[MDEV-21130] Histograms: use JSON as on-disk format - Jira

Details

Type: Task
Status: Closed (View Workflow)
Priority: Critical
Resolution: Fixed
Fix Version/s: 10.8.1
Component/s: Optimizer
Labels:
- eits
- gsoc20
- gsoc21

Description

Currently, histograms are stored as array of 1-byte bucket bounds (SINGLE_PREC_HB) or or 2-byte bucket bounds (DOUBLE_PREC_HB).

The table storing the histograms supports different histogram formats but limits them to 256 bytes (hist_size is tinyint).

CREATE TABLE mysql.column_stats (

  min_value varbinary(255) DEFAULT NULL,

  max_value varbinary(255) DEFAULT NULL,

...

  hist_size tinyint unsigned,

  hist_type enum('SINGLE_PREC_HB','DOUBLE_PREC_HB'),

  histogram varbinary(255),

...

This prevents us from supporting other kinds of histograms.

The first low-hanging fruit would be to store the histogram bucket bounds precisely (like MySQL and PostgreSQL do, for example).

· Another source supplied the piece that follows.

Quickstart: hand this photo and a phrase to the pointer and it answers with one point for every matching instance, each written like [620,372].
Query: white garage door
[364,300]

The idea of this MDEV is to switch to JSON as storage format for histograms.

If we do that, it will:

Improve the histogram precision
Allow the DBAs to examine the histograms
Enable other histogram types to be collected/used.

Milestone-1:

Let histogram_type have another possible value, tentative name "JSON"
when that is set, let ANALYZE TABLE syntax collect a JSON "histogram"

  { "hello":"world"}

that is, the following should work:

set histogram_type='json';

analyze table t1 persisent for all;

select histogram from mysql.column_stats where table_name='t1' ;

this should produce {"hello":"world"}.

Milestone-2: produce JSON with histogram.

- the exact format is not specified, for now, print the bucket endpoints and produce output like this:

  "value1",

  "value2",

...

Milestone-2, part#2: make mysql.column_stats.histogram a blob.

Milestone-3: Parse the JSON back into an array

Figure out how to use the JSON parser.
Parse the JSON data produced in Milestone-2 back. For now, just print the parsed values to stderr.
(Additional input provided on Zulip re parsing valid/invalid JSON histograms)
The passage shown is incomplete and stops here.